Scarlatoiu Points Out Eastern Europe Elites

When contemplating the future of the North Korean regime, it is worth remembering that “the great winners of the post-communist transition were the members of the elites” such as important party members and senior security agents, Greg Scarlatoiu, Executive Director for the Committee for Human Rights in North Korea, told a lunchtime lecture in Seoul today.

Speaking at the ASAN Institute for Policy Studies, Scarlatoiu noted that the outcome in Eastern Europe shows those in Pyongyang that they may be able to maintain their power and status over the long-term even if the Kim regime comes to an end. It may not be a guaranteed sign of trouble, but Scarlatoiu also noted how the “amusement parks” and “ski resorts” that Kim Jong Eun appears to favor were the same kind of “nonsense” that happened in the Eastern European communist nations in the late 1980s, just before the fall of the Berlin Wall.

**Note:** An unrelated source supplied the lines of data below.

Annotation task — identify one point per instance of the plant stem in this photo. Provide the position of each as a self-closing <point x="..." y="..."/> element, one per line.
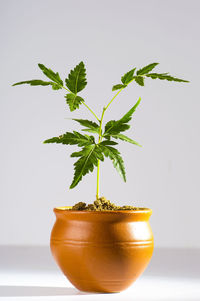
<point x="100" y="135"/>
<point x="98" y="165"/>
<point x="84" y="105"/>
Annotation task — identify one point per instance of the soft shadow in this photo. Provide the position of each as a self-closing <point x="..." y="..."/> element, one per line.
<point x="29" y="291"/>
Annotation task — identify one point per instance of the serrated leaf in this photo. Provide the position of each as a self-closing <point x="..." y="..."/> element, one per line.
<point x="34" y="82"/>
<point x="74" y="138"/>
<point x="76" y="80"/>
<point x="89" y="157"/>
<point x="128" y="77"/>
<point x="90" y="125"/>
<point x="147" y="69"/>
<point x="51" y="74"/>
<point x="73" y="101"/>
<point x="125" y="138"/>
<point x="114" y="127"/>
<point x="118" y="87"/>
<point x="127" y="117"/>
<point x="139" y="80"/>
<point x="38" y="82"/>
<point x="165" y="76"/>
<point x="108" y="142"/>
<point x="116" y="158"/>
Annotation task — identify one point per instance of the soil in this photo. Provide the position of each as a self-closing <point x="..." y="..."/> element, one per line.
<point x="102" y="204"/>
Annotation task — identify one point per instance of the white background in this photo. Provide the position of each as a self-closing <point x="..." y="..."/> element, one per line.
<point x="111" y="37"/>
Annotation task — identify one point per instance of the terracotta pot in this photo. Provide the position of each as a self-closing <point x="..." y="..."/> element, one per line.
<point x="102" y="251"/>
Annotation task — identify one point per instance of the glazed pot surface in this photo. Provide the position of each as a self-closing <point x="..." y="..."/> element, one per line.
<point x="102" y="251"/>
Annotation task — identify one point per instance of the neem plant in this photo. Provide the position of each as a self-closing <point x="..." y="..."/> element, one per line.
<point x="93" y="151"/>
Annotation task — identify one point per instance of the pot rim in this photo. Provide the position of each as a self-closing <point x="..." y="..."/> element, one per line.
<point x="140" y="210"/>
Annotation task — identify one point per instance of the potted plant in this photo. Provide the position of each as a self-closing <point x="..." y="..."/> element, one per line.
<point x="100" y="247"/>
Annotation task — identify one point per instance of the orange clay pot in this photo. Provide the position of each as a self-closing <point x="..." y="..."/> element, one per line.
<point x="102" y="251"/>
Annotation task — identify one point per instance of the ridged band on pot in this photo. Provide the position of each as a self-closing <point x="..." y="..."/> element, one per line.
<point x="102" y="251"/>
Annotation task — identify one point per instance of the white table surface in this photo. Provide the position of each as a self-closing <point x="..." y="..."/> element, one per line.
<point x="29" y="273"/>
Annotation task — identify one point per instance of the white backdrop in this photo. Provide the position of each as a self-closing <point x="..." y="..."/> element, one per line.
<point x="111" y="37"/>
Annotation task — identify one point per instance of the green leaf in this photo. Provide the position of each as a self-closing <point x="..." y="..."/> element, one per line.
<point x="76" y="80"/>
<point x="52" y="75"/>
<point x="114" y="127"/>
<point x="38" y="82"/>
<point x="74" y="138"/>
<point x="125" y="138"/>
<point x="116" y="158"/>
<point x="89" y="156"/>
<point x="34" y="82"/>
<point x="127" y="117"/>
<point x="147" y="69"/>
<point x="165" y="76"/>
<point x="118" y="87"/>
<point x="128" y="77"/>
<point x="73" y="101"/>
<point x="139" y="80"/>
<point x="108" y="142"/>
<point x="90" y="125"/>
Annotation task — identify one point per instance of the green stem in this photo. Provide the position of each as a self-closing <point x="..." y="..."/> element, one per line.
<point x="100" y="135"/>
<point x="99" y="140"/>
<point x="84" y="105"/>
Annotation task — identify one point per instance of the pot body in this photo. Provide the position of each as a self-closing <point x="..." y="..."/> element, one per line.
<point x="102" y="251"/>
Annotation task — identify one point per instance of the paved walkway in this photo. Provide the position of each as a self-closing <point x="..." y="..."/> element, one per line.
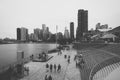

However, he cautioned that there are multiple factors working against political change, including the ingrained system of communities monitoring one another that prevails in North Korea. “This results in a very low level of social cohesion,” he noted, explaining that centers of resistance are unable to coagulate. This is in contrast to Eastern European communist states in the 1980s, including Scarlatoiu’s native Romania under Nicolae Ceausescu, as well as more recent revolutions in the Middle East.

In addition, North Korean children undergo “relentless brainwashing” from a young age, he said, and most serve in the military throughout much of their late teens and twenties. By the time they finish, they have priorities other than engaging in anti-regime activity.

Meanwhile, Scarlatoiu also repeated the increasingly common refrain that the world must place human rights in North Korea on an equal footing with other issues that pertain to the country, such as denuclearization or proliferation concerns. In his view, it has been a source of ongoing disappointment that the United States and South Korea are failing to adequately address the issue of human rights in their dealings with North Korea.

On the current human rights situation, he urged China to live up to its treaty obligations with respect to human rights, and described the ongoing UN Commission of Inquiry on human rights abuses as an impressive feat and the result of a concerted international effort.